4vg9rffs 1497610429

Hirschsprung’s disease explained

Hirschsprung’s disease explained

Roongrote Amnuaysook/Shutterstock

Last week news broke of a 22-year-old man in China who had a large section of his colon removed. The man, Zhou Hai, had been constipated for a number of months. After seeking medical help for abdominal pain and difficulty breathing, he underwent extensive surgery and had a large part of his intestines, containing 12kg of faeces, removed. (For reference, the average human poo weighs about 100g.) Hai was suffering from Hirschsprung’s disease, a rare congenital condition.

About 1 in 5,000 people are born with this condition. What is unusual in Hai’s case is receiving a diagnosis at the age of 22. Most people are diagnosed shortly after birth – although there have been a few instances where people have not been diagnosed until well into their adult life, as late as their 70s, in fact.

The earliest reference to a possible Hirschsprung’s disease (pronounced hirsh sproongz) case comes from Europe in 1691, when a Dutch anatomist Fredericus Ruysch described a young girl with abdominal pain and an enlarged colon. Following that, many other cases appeared in the medical literature concerning children with similar symptoms. But it wasn’t until 1888 that Harald Hirschsprung presented his work on two infants, who had died with enlarged colons, and gave the disease its name.

Hirschsprung’s work paved the way for others describing similar cases, but it took until the mid 1900s before the causes of the disease became more clear. A breakthrough in our understanding of Hirschsprung’s came in 1948 when two American doctors found an absence of nerve cells in the large bowel of children with the condition.

Today, we know that the disease sometimes occurs in families and might be caused by genetic mutations. But the causes of the disease are complicated, as more than one gene is thought to be involved.

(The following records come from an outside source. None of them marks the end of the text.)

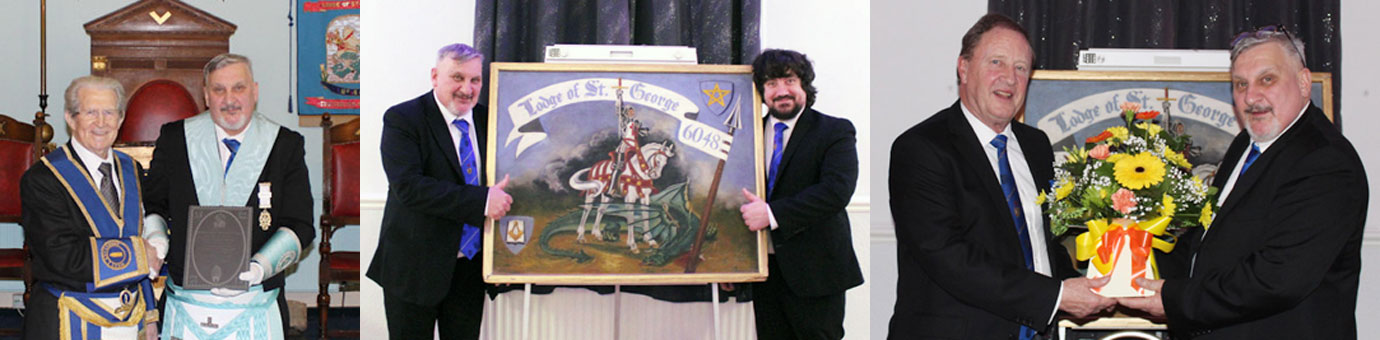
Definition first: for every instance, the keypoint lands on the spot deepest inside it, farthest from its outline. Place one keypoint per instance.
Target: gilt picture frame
(624, 174)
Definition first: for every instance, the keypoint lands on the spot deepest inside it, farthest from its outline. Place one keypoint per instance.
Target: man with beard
(1282, 257)
(429, 245)
(974, 257)
(82, 219)
(231, 156)
(812, 173)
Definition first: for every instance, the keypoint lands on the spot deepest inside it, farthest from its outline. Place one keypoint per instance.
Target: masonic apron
(120, 299)
(198, 314)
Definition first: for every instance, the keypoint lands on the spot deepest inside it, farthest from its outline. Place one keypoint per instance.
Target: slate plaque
(217, 246)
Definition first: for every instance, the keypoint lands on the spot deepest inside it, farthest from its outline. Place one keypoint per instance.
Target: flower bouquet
(1132, 190)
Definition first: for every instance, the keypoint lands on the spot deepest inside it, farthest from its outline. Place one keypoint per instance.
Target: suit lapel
(440, 131)
(798, 136)
(973, 156)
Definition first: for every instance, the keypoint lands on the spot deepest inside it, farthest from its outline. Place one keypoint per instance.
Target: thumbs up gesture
(498, 201)
(755, 213)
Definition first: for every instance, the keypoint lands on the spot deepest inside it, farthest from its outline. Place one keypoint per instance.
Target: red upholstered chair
(21, 144)
(152, 105)
(340, 158)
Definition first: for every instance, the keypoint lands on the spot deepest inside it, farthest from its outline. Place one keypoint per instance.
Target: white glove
(254, 277)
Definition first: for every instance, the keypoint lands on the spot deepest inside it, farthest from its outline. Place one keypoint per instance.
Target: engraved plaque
(217, 246)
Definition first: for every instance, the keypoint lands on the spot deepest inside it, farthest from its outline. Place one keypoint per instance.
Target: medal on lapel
(265, 203)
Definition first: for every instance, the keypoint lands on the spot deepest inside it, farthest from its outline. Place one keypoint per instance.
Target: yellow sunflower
(1168, 206)
(1140, 170)
(1063, 190)
(1205, 217)
(1148, 127)
(1119, 133)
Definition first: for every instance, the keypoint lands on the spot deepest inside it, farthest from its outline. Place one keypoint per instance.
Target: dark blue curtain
(1059, 29)
(722, 32)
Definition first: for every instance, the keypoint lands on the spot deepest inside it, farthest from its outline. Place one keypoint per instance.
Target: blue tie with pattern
(1250, 158)
(1013, 203)
(235, 147)
(469, 237)
(776, 155)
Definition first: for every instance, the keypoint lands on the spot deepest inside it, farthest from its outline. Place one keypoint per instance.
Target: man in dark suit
(1282, 257)
(974, 257)
(812, 173)
(231, 156)
(77, 202)
(428, 250)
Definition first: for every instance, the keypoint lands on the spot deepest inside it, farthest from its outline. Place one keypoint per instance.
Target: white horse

Why nerves in the intestines are important

When consuming food, you control putting the food into your mouth, and you control when the food (in the form of faeces) exits the body. But you have no control over what happens in between. This depends largely on the action of muscles in the gut which are under involuntary control from the nervous system.

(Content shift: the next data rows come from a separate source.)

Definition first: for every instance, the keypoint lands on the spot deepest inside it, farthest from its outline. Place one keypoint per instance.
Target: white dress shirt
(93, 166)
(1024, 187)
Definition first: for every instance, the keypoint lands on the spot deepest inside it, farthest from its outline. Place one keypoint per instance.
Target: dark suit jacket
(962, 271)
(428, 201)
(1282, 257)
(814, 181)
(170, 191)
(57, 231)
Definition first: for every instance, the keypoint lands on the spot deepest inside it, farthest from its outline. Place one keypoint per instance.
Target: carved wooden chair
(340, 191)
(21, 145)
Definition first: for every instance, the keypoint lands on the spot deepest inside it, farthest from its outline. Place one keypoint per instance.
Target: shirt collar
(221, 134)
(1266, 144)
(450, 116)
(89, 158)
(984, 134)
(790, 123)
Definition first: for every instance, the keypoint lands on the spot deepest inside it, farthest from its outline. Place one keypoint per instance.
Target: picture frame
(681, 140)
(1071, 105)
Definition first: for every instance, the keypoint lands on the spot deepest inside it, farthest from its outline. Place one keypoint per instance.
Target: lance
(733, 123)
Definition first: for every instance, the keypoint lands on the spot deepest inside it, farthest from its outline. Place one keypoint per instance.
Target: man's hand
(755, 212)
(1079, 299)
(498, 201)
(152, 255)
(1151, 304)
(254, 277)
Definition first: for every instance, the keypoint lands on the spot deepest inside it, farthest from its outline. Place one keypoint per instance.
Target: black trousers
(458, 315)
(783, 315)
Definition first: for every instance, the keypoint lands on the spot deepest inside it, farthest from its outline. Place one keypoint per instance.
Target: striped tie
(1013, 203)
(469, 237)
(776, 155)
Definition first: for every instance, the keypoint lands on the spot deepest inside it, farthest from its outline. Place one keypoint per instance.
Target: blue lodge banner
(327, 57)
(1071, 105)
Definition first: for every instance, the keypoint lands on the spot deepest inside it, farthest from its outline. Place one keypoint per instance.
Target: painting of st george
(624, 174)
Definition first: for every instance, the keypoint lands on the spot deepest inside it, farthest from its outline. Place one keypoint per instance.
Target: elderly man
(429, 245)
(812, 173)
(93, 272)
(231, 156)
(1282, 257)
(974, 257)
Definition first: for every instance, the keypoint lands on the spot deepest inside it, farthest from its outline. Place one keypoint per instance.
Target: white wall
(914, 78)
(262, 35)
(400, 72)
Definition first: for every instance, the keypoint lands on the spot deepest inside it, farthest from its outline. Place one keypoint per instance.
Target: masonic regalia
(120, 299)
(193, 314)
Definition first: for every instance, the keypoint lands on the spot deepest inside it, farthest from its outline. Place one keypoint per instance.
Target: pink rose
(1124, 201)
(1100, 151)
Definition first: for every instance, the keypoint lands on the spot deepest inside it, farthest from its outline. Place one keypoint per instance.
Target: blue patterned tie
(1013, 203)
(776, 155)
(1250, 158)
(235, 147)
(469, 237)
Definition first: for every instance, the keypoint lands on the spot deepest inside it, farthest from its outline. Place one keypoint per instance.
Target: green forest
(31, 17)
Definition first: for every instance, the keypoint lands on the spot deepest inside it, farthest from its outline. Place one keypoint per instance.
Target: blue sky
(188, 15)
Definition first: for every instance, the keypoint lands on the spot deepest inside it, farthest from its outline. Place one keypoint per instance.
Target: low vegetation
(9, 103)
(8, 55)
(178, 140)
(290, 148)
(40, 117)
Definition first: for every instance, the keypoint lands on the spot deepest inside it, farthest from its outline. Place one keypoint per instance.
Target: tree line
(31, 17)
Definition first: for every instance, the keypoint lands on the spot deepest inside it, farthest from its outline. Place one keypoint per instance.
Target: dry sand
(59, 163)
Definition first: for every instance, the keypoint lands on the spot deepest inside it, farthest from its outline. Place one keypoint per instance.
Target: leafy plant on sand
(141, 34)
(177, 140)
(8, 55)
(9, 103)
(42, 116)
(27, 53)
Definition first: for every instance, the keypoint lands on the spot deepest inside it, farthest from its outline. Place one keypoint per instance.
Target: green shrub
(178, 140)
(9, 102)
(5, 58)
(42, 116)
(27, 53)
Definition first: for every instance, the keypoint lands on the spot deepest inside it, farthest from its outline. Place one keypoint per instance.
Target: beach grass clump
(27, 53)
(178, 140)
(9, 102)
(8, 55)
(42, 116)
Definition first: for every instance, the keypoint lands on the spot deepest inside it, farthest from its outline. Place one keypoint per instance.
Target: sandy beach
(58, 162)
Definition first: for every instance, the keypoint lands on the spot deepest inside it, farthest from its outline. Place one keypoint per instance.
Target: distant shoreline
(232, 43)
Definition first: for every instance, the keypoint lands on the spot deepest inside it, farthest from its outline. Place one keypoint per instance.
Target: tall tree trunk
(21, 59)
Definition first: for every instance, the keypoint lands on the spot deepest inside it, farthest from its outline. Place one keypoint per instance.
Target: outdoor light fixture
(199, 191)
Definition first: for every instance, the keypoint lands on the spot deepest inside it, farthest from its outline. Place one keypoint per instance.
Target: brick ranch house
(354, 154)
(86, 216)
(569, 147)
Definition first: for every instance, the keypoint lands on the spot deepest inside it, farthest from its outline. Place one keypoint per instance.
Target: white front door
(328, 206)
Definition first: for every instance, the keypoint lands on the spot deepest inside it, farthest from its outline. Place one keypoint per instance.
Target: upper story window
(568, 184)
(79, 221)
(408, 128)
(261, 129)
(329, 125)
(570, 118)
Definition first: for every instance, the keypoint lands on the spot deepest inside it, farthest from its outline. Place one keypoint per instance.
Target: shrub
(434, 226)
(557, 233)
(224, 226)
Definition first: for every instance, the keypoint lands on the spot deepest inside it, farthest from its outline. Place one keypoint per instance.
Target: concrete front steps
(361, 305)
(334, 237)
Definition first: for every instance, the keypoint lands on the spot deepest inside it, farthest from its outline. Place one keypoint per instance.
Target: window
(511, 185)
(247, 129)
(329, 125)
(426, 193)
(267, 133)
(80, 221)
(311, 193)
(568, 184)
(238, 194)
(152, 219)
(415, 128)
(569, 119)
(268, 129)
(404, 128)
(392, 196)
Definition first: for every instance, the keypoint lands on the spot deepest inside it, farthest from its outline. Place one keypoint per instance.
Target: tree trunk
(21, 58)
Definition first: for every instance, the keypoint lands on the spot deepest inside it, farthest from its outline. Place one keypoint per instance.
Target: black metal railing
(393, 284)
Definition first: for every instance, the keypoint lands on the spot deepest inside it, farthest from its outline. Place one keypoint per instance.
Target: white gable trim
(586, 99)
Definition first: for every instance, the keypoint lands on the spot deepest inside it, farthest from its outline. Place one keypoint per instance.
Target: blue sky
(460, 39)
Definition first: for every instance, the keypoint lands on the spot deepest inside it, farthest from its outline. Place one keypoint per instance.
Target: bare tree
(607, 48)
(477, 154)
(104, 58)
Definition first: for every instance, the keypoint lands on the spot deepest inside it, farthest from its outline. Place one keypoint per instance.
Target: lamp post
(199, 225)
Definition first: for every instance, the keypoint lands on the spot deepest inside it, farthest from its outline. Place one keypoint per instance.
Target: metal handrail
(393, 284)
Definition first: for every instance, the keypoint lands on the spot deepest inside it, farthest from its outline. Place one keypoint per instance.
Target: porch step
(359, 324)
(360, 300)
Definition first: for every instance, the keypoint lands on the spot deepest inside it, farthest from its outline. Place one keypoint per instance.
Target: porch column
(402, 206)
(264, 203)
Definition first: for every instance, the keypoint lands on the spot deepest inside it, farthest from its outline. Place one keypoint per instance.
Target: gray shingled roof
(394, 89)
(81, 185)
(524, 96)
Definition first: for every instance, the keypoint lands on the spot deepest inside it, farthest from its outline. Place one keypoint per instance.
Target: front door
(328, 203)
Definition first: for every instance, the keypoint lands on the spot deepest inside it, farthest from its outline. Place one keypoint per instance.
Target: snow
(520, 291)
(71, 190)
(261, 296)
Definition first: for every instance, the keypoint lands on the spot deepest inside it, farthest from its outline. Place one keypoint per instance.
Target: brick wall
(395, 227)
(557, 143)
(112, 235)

The intestines are a tubular structure with multiple layers, some of which are muscular. These muscle layers are connected to an automatic nervous system, which controls many of your organs. In the gut this takes the form of a network of nerves called the enteric nervous system (ENS). This system is responsible for moving the gut, helping it work to move food along the intestines, helping break food down and finally compacting it to form faeces when everything of use has been removed.

The connection between the nervous system and the gut is made very early in life, in the early stages of development in the womb. In Hirschsprung’s, the nerve cells fail to migrate to the gut during development, and the connection is impaired. The consequence is that the muscle layer which lines the intestines is no longer under full autonomic control, and the gut cannot move faeces along. So it accumulates, causing swelling of the bowel.

The first 48 hours following birth are critical for detecting the disease. Newborns usually have their first bowel movement within 48 hours. If the newborn baby doesn’t have a bowel movement during this period, it can be a sign of the disease. Doctors will usually perform some tests, such as x-rays and biopsy, to confirm a diagnosis.

Potential new treatments

At the moment, the only effective treatment for Hirschsprung’s disease is surgery. This involves removing the non-functioning part of the bowel (the bit with no nerves attached), and then connecting the remaining functioning part of the bowel to the anus. This procedure is called “pull-through” – it is the one that Hai had.

But there are new treatments on the horizon. The part of the nervous system which controls the gut (ENS), has its own subset of stem cells. One possible solution is to use a patient’s own ENS stem cells to repopulate the section of bowel that is devoid of them. There are already some promising results in this field. A second promising therapy is to use genome editing CRISPR technology to correct mutations in genes that cause some variants of Hirschsprung’s. This should help nerve cells to reach the gut during the crucial early stages of life in the womb. Although these treatments are still a long way off, they appear to be promising. With a bit of luck, in a couple of decades time, cases like Hai’s will be consigned to the history books.